錢奶奶心疼地摸了摸她的白發,“遙遙啊,你這次來想做什麼?”
“我想來看看我的病情檔案。”
“檔案啊?檔案……老莫,檔案放哪裡的呀?”錢奶奶轉頭看向身後的一個人。
那人搖了搖頭,“要不問問那個護士?”
司遙眉眼微垂輕輕笑了笑,“沒事,我去找護士就好,奶奶,你們先好好休息。”
“好好好。好孩子。”
一直到司遙身影消失,那個錢奶奶才若有所思地開口,“我總覺得這孩子性子又開朗了不少。”
“這孩子小時候就很皮的,一個小狐狸根本抓不住,後來好像是做手術後不能亂動,才安靜下來的。原本的性子就很開朗。”
“我倒是沒想到蘭傾那個丫頭會去世的那麼早。”
“可不是嘛,蘭傾那丫頭人是真的好啊,看所有人眉眼都是極其溫和的。說起來這一點遙遙那個小丫頭有些像她媽媽。”
……
司遙靠在拐角處的牆上,安靜地聽著這些奶奶叨叨絮絮的聲音,竟有一種難得地安寧。
一直到那些奶奶走遠了,才透過窗戶看遠方的天空。
護士遠遠地看見她,拿個本子走了過來,“您好,您是哪位的家屬。”
療養院的護士年紀都偏大,屬於那種十來年都不換新人的地方,而且療養院除了前院的診療樓,其他的都很少會出現自動化設備,這裡的人大部分身體都很脆弱,一丁點的輻射都有可能會要了他們的命。所以大部分都是采用老式的紙質記錄表。
護士看了看手裡的本子,“我沒看到今日有人預約見親屬呀?”
“我是司遙,之前在這裡住了十二年。”司遙直勾勾地看向她。
護士微愣,“司遙?哦,三樓的,我知道你。不止十二年,你住了十四年才離開,從剛出生就進來了的。至今那個病房,你們家都還在續費。”
“還在續費?”司遙有些詫異。
“對啊。每月都在續房。這個月的錢剛到賬。你是不是都忘了在哪個房間了?”
護士輕笑了一聲。
“我帶你去。
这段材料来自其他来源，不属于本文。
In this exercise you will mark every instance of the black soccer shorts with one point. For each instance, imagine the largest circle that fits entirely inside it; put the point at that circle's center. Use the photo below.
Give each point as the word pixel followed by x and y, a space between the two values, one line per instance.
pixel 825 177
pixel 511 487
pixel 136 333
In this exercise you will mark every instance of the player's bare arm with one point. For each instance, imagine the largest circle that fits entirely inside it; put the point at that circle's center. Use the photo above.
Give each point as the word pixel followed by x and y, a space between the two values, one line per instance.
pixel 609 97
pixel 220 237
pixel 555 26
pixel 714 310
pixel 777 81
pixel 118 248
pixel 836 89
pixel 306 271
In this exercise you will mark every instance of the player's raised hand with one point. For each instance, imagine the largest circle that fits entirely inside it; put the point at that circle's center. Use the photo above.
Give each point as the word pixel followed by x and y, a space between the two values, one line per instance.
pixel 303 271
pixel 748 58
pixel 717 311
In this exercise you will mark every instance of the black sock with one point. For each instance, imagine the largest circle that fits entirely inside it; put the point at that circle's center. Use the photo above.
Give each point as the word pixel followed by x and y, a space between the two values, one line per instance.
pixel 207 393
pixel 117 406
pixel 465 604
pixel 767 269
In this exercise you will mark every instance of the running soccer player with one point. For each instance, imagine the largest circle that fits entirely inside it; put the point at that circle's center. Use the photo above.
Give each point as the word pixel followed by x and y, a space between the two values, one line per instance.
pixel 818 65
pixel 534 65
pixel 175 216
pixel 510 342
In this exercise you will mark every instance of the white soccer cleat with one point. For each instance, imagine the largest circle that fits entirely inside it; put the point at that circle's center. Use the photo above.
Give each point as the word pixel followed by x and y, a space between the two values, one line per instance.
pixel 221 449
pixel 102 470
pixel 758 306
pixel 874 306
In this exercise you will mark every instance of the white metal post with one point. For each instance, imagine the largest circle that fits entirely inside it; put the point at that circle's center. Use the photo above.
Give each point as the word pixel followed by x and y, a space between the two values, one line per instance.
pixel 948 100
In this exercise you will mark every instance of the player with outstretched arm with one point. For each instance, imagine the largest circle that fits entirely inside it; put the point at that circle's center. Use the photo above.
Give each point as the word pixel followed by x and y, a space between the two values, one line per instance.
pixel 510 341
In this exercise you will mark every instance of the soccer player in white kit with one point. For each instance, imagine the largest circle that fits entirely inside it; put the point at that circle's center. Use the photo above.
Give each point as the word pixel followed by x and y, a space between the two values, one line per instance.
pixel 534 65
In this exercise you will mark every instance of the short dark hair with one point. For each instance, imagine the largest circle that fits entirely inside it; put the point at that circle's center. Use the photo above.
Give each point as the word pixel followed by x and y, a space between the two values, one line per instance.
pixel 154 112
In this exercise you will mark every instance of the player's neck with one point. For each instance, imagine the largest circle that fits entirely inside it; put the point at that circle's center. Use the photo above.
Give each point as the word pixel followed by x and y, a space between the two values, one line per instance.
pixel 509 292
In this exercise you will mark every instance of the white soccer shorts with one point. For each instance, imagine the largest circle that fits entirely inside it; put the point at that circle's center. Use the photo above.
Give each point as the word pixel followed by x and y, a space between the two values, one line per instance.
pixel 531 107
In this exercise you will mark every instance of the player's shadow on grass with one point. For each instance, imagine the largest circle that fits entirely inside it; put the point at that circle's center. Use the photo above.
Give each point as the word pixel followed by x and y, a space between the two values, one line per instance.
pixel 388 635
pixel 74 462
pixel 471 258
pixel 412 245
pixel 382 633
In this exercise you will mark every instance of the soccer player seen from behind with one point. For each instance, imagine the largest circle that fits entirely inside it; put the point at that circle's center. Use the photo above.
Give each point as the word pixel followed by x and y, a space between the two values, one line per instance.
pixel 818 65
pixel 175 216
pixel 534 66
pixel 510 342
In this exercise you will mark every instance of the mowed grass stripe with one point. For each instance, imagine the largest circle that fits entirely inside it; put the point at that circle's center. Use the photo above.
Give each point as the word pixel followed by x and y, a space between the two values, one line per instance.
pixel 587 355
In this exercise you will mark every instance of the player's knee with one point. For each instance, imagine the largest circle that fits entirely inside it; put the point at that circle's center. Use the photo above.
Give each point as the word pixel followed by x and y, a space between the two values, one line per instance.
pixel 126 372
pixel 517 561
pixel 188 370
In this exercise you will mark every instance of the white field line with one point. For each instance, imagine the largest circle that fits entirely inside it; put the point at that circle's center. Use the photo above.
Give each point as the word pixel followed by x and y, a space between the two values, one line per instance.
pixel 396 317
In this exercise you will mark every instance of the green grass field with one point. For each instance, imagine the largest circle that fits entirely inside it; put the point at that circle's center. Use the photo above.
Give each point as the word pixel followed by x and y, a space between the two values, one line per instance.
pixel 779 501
”
司遙安靜地跟在她的身後,一直步行到了三樓靠南的位置。
推開門,一個巨大的房間映入眼簾,一旁的小沙發上還放著兩個玩偶。
一看就是日日都有人精心打掃過的。
“這邊的小屋子,放的是你的病曆的複印件,原件是在檔案室裡放著,如果需要可以找f7樓的前台,出具身份證明領取。屋裡會每日有專人過來打掃,裡麵所有東西都是沒有動過的。感覺看起來你現在好像氣色也比較好,近期有體檢嗎?”
“目前身體還好。我住的14年所有的東西全在這個屋子裡,對嗎?”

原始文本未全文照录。